Hannah contends that her husband is much happier now than during his stint selling advertising,

“I was the one pushing him to do it. He was not cut out to be a businessman,” she said. “He was really good at it, but it killed a bit of his soul every day.”

Now she continues to support him in his career teaching theater and entertaining kids at birthday parties and events. She also helps him put together some of his costumes, like a cleverly fashioned astronaut suit made from products found at Home Depot.

Hannah describes how things that some children might find out of the ordinary–like seeing their father drink tea dressed as an elf—no longer warrant a reaction from their boys. A pink gorilla wearing a tutu or a pirate swashbuckling through the house has become part of the norm since Chris made the career switch.

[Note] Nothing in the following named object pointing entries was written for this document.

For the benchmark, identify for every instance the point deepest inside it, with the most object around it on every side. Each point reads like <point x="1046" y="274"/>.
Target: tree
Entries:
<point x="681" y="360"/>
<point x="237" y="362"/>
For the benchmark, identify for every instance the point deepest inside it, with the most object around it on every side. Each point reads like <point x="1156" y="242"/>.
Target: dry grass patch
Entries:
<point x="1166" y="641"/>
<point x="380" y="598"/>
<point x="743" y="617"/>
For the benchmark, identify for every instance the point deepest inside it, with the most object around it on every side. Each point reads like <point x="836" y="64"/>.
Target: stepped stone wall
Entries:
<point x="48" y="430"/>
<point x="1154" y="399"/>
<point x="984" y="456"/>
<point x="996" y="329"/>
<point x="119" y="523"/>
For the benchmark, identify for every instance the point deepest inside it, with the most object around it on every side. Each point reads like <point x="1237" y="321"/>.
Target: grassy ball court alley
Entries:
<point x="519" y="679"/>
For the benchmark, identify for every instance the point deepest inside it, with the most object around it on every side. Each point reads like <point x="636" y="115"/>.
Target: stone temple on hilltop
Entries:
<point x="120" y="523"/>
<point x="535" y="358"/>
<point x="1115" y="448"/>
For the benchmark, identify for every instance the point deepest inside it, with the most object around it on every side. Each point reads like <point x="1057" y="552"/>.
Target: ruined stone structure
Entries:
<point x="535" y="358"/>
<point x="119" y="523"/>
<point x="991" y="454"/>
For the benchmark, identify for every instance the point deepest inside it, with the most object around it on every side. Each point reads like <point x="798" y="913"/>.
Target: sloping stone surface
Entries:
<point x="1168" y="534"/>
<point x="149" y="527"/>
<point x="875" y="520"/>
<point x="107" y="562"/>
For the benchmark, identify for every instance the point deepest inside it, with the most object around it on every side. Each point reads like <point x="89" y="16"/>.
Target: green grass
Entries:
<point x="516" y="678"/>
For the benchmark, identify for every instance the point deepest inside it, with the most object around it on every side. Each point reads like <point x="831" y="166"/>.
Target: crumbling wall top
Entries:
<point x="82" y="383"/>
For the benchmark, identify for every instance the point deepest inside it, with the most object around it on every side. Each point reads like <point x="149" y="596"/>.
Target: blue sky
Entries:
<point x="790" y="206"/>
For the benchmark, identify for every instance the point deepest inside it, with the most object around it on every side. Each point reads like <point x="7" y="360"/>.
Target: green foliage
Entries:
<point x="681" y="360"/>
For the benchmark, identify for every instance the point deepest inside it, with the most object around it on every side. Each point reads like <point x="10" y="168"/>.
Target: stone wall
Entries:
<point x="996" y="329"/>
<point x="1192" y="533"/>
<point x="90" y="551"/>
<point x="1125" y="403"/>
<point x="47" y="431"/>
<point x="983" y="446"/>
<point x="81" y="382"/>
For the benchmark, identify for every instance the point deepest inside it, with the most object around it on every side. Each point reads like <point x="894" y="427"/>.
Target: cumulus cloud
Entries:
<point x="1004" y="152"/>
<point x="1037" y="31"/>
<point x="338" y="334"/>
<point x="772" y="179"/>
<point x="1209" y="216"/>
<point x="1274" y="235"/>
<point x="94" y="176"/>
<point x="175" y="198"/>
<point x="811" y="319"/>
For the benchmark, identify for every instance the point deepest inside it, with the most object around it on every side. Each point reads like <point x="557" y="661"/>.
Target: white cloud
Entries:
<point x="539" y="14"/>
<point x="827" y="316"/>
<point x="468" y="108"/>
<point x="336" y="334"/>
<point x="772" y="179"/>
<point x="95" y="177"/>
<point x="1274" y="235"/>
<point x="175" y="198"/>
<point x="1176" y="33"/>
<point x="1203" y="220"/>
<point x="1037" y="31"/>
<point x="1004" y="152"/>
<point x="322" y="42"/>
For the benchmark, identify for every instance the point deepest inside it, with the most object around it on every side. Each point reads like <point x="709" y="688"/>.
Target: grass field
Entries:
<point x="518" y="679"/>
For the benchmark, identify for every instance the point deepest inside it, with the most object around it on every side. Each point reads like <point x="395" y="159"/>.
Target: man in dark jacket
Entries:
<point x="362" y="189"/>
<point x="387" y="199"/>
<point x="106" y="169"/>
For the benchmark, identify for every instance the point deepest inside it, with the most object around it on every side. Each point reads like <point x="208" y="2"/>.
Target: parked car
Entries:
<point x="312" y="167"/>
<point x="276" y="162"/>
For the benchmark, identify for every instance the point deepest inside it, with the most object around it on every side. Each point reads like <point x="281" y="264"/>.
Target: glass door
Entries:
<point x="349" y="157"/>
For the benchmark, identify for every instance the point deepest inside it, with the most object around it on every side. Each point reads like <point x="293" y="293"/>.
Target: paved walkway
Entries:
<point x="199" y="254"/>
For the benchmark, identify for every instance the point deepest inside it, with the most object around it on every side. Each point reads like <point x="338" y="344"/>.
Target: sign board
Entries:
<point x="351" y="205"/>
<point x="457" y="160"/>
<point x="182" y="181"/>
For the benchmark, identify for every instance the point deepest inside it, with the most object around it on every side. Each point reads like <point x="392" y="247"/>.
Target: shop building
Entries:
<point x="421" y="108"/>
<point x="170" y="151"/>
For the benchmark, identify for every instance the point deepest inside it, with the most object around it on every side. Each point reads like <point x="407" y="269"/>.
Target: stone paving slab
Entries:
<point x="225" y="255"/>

Having a father who performs as a clown has led the boys to exploit the coulrophobia of others. Hannah grew suspicious one day when her kids kept entering the kitchen asking her for supplies such as cornstarch and red food coloring. Her motherly instincts and detective skills enabled her to foil a plot to scare a friend of hers who has a deathly fear of clowns.

After reading several horror stories about clowns the night prior, the kids had planned to dress like evil clowns and lie on the sidewalk surrounded by homemade fake blood, so that when Hannah’s friend came to pick up her son from a sleepover, she would scream in horror at the site of a small, bloody, fanged clown sprawled across the pavement. The plan was discovered before psychological damage ensued.

It’s evident the couple’s sense of humor has transferred to their three boys, and although they learned from a very young age that Dad and Clonky were two separate people, Dad is still pretty entertaining too.